Validation and comparison of drug eluting stent to bare metal stent for restenosis rates following vertebral artery ostium stenting: A single-center real-world study

Long Li ¹, Xu Wang ¹, Bin Yang ¹, Yabing Wang ¹, Peng Gao ^1,², Yanfei Chen ¹, Fengshui Zhu ², Yan Ma ¹, Haitao Chi ³, Xiao Zhang ¹, Xuesong Bai ¹, Yao Feng ¹, Adam A Dmytriw ⁴, Tao Hong ¹, Yang Hua ⁵, Liqun Jiao ^1,^2,^✉,^*, Feng Ling ^1,^2,^✉,^*

PMCID: PMC7645189 PMID: 32799746

Abstract

Background and purpose

While drug-eluting stents (DES) have been widely applicated in coronary stenosis, uncertainty persists concerning the relative performance and clinical benefit in patients undergoing vertebral artery stenting when compared with a bare metal stent (BMS). We sought to compare in-stent restenosis (ISR) rates of DES and BMS in the treatment of vertebral artery ostium (VAO) stenosis.

Materials and Methods

This study analyzed a single-center prospective cohort. Over 1.5-year period (January 2014-June 2015), 137 consecutive patients underwent VAO stenting involving deployment of 76 DES and 74 BMS. Patient demographics, comorbidities, stenosis severity, stent diameters and lengths, periprocedural complications, imaging and duplex ultrasonography follow-up and recurrent symptoms were assessed.

Results

Technical success was achieved in all patients. Mean VAO stenosis at presentation were 82.4 ± 7.2% in the DES group and 83.3 ± 7.5% in the BMS group and were reduced to 12.5 ± 4.5% and 11.3 ± 4.0%. Mean stent diameter was 3.53 ± 0.40 mm in DES and 5.05 ± 0.40 mm in BMS (p < 0.0001). Mean follow-up was 12.3 months for DES and 11.7 months for BMS. The use of DES was associated with significant lower ISR rates compared with BMS (18.4% vs. 31.1%; OR = 2.628, p = 0.021). Recurrent symptoms rates were similar in DES vs. BMS (2.6% vs 2.7%, p = 0.680). Stent type and stent diameter were independent risk factors for ISR (P = 0.026).

Conclusion

Our results suggest superior efficacy of deploying DES for the treatment of VAO stenosis with lower ISR rates as compared to BMS, but do not support significant differences in periprocedural risk and recurrent symptoms rate.

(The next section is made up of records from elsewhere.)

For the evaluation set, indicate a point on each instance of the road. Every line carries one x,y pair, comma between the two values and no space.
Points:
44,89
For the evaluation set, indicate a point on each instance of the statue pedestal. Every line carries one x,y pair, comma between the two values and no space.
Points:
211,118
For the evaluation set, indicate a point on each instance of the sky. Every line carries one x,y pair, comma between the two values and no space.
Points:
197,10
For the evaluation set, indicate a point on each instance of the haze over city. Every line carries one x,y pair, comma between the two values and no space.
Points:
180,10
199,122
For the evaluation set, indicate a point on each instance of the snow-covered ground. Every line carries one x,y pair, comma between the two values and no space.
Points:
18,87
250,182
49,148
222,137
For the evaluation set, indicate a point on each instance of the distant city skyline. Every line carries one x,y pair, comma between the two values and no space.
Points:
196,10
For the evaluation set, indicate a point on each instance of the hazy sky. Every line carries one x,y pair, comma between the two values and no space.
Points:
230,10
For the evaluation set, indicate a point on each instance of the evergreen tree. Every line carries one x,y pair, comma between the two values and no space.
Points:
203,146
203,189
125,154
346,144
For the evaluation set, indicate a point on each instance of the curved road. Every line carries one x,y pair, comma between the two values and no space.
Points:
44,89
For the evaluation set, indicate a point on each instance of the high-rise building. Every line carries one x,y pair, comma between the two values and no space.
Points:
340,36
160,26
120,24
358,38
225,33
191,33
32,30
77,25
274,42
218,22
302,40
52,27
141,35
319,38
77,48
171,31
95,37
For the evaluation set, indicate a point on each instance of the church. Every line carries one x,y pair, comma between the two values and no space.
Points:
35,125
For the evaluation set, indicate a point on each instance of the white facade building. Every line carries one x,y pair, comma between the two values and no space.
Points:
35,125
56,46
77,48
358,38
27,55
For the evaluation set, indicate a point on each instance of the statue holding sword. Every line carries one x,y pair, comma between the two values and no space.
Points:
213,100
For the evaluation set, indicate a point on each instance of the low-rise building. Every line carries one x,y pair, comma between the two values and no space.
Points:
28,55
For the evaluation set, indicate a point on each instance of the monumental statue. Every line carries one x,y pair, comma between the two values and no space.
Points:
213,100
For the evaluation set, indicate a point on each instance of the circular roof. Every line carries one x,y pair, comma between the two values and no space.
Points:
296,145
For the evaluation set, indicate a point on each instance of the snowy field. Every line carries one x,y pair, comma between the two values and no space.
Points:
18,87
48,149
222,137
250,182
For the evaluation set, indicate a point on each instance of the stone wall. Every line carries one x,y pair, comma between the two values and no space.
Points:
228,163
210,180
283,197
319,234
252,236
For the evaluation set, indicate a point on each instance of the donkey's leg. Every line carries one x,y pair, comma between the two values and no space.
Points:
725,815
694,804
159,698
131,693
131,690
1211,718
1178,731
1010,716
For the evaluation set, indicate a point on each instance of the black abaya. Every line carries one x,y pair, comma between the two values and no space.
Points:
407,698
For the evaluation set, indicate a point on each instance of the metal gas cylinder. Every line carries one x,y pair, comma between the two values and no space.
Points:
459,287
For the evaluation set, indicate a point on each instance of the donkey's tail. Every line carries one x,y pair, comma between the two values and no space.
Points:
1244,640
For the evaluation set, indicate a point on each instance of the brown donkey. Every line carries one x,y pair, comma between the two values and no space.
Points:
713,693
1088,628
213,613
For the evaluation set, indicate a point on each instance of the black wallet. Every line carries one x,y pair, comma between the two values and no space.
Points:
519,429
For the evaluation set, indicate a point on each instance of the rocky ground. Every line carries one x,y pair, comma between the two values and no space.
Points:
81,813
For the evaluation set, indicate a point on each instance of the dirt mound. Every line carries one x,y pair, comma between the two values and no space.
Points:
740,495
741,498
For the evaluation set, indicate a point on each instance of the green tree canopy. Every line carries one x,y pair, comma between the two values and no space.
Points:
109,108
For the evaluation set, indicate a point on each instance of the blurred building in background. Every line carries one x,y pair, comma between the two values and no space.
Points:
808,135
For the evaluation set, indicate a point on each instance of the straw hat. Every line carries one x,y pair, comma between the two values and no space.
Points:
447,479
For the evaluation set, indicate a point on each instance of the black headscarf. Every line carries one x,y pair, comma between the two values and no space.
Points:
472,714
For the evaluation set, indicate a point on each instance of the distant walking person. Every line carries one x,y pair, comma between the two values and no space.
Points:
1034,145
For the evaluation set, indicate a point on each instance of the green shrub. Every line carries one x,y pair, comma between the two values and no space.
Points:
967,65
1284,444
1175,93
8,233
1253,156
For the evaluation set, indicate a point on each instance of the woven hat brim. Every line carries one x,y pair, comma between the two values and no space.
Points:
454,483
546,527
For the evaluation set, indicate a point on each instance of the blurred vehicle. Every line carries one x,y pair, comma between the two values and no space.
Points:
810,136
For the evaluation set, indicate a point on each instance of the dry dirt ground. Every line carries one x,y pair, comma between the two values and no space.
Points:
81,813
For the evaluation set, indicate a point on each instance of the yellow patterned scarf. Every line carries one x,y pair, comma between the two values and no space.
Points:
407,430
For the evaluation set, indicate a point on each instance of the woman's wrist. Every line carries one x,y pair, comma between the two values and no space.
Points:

Keywords: Vertebral artery ostium, stenosis, drug-eluting stent, bare metal stent, in-stent restenosis

Introduction

Atherosclerotic vertebrobasilar occlusive disease is a prevalent but under-recognized source of stroke. Due to slow blood flow velocity and curved vessel anatomy, the origin/proximal portion of vertebral artery is susceptible to atherosclerosis, which makes it the most common site of large artery stenosis of the vertebrobasilar system.¹

Unlike carotid artery stenosis, the optimal treatment of vertebral artery ostium (VAO) stenosis remains disputable. Best medical treatment yields unsatisfactory outcomes with the incidence rate of stroke or mortality is up to 5%–11% at 1 year.² Meanwhile, open surgery is not recommended due to technical difficulty and high rates of perioperative complications. Percutaneous angioplasty with stenting seems by contrast to be a promising modality. However, the high incidence of in-stent restenosis (ISR), varies from 16.4 to 70%^3–7 when bare metal stents (BMS) are used, greatly encumbering its application.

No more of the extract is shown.